Ukraine’s national bank, state power company and largest airport are among the targets of a huge cyber attack on government infrastructure.
Rozenko Pavlo, the deputy Prime Minister, said he and other members of the Ukrainian government were unable to access their computers.
“We also have a network ‘down’,” he wrote. “This image is being displayed by all computers of the government.”
The photo showed his PC displaying a message claiming a disk “contains errors and needs to be prepared”, urging the user not to turn it off.
Images from other affected computers and disabled cash points showed what appeared to be ransomware, demanding a payment of $300 (£235) in Bitcoin to re-gain access to encrypted files.
Analysts said the virus, named Petrwrap or Petya, appeared to work similarly to the WannaCry ransomware that infected more than 230,000 computers in 150 countries last month.
Ukrainian state-run aircraft manufacturer Antonov was among the companies hit, along with power distributor Ukrenergo, which said the attack did not affect power supplies.
The National Bank of Ukraine said an “unknown virus” was to blame, saying several unnamed Ukrainian banks were affected along with financial firms.
“As a result of cyber attacks, these banks have difficulties with customer service and banking operations,” a statement said.
“The National Bank bank is confident that the banking infrastructure’s defence against cyber fraud is properly set up and attempted cyber attacks on banks’ IT systems will be neutralised.”
Oschadbank, one of Ukraine’s largest state-owned lenders, said some of its services had been affected by a “hacking attack” but guaranteed that customer data was safe.
Computers and departure boards at Boryspil International Airport in Kiev – the largest in Ukraine – were also down.
“The official site of the airport and the scoreboard with the schedule of flights aren’t working!” the airport’s acting director, Pavel Ryabikin, wrote on Facebook.
Meanwhile, the hack caused authorities in the Chernobyl exclusion zone to switch to manual radiation monitoring at the site of the 1986 nuclear disaster.
The Ukrposhta state postal service, television stations and transport were also affected by the attack, which left Kiev metro passengers unable to pay using bank cards.
Many ATMs were disabled, displaying the message left by hackers, as were tills in supermarkets.
Maersk said its IT systems were down across “multiple sites and businesses due to a cyber attack”, although it was unclear whether it was related to the situation in Ukraine.

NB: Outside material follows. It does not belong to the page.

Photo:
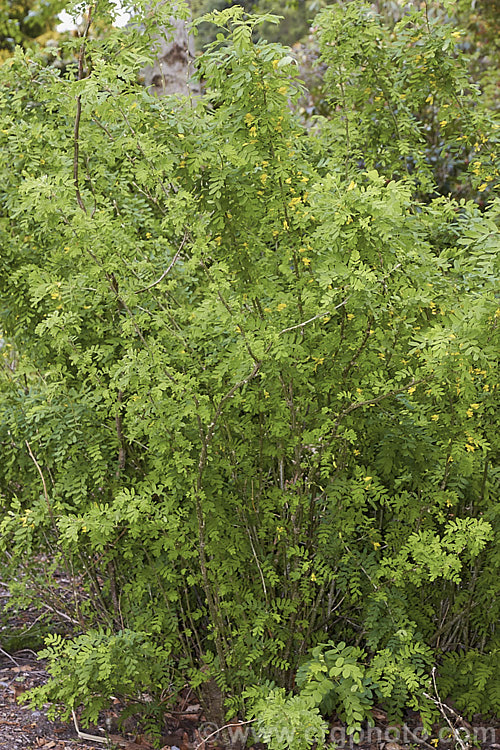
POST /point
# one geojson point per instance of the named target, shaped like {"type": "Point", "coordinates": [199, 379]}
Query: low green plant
{"type": "Point", "coordinates": [252, 404]}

The Danish business congolmerate is the largest container shipping company in the world and also operates in the oil and gas sectors.
Rosneft, a Russian government-owned oil firm, said it was also targeted by a “massive hacker attack” on its servers, as was steel maker Evraz.

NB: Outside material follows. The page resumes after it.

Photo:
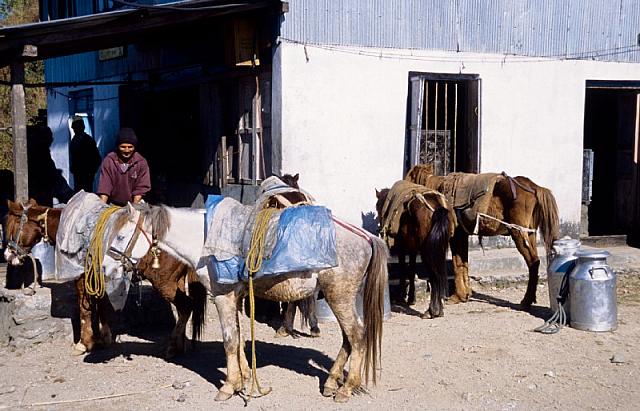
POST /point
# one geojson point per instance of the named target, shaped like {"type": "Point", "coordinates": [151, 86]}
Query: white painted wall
{"type": "Point", "coordinates": [344, 117]}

“The cyber attack could lead to serious consequences, however, due to the fact that the Company has switched to a reserve control system, neither oil production nor preparation processes were stopped,” a statement from Rosneft said.
There were confirmed reports of the virus spreading to countries including Spain, France and India.

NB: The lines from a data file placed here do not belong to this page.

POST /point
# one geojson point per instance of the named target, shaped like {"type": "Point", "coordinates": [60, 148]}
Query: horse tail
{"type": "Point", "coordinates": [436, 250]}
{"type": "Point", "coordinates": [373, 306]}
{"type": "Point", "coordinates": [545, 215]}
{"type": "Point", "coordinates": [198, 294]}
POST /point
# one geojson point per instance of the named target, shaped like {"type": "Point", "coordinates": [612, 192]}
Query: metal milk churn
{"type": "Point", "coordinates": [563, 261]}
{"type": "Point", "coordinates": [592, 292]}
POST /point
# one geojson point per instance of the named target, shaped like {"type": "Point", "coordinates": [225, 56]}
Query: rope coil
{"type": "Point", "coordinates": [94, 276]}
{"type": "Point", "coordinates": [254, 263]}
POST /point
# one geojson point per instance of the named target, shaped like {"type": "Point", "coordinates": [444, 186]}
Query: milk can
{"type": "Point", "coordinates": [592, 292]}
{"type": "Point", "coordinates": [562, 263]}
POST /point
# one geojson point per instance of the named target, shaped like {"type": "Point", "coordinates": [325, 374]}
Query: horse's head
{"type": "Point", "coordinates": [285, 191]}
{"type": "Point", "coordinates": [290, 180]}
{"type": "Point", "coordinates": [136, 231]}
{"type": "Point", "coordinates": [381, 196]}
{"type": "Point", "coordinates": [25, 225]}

The cyber attack – a day before Ukraine marks its Constitution Day – struck hours after a high-ranking intelligence officer was assassinated in a car bombing in Kiev.
Police said Colonel Maksim Shapoval, a member of the defence ministry’s main intelligence directorate, was killed in the “terrorist act” on Tuesday.
Ukraine has blamed Russia for repeated cyber attacks targeting crucial infrastructure during the past three years, including one on its power grid that left part of western Ukraine temporarily without electricity in December 2015.
Relations between Kiev and the Kremlin collapsed in 2014 following Moscow’s annexation of Crimea and support for pro-Russian separatists in eastern Ukraine, where fighting continues despite a ceasefire agreement.
Russia denies carrying out cyber attacks on Ukraine and allegations it has fuelled the eastern conflict by supplying rebels with troops and weapons.
The UK’s Houses of Parliament were targeted in a separate attack on Friday that compromised up to 90 accounts as part of efforts to access the accounts of MPs, peers and their staff by searching for weak passwords.
Less than 1% of the system’s 9,000 users were directly impacted by the “determined and sustained” attack, officials said, but some functions were temporarily shut down as a precaution.
An increasing number of global cyber attacks, including those targeting the election campaigns of Hillary Clinton and Emmanuel Macron, have sparked warnings of a “permanent war” online.
Guillaume Poupard, director general of the National Cybersecurity Agency of France (ANSSI) said intensifying attacks were coming from unspecified states, as well as criminal and extremist groups.
“We must work collectively, not just with two or three Western countries, but on a global scale,” he added, saying attacks could aim at espionage, fraud, sabotage or destruction.
“We are getting closer, clearly, to a state of war – a state of war that could be more complicated, probably, than those we’ve known until now.”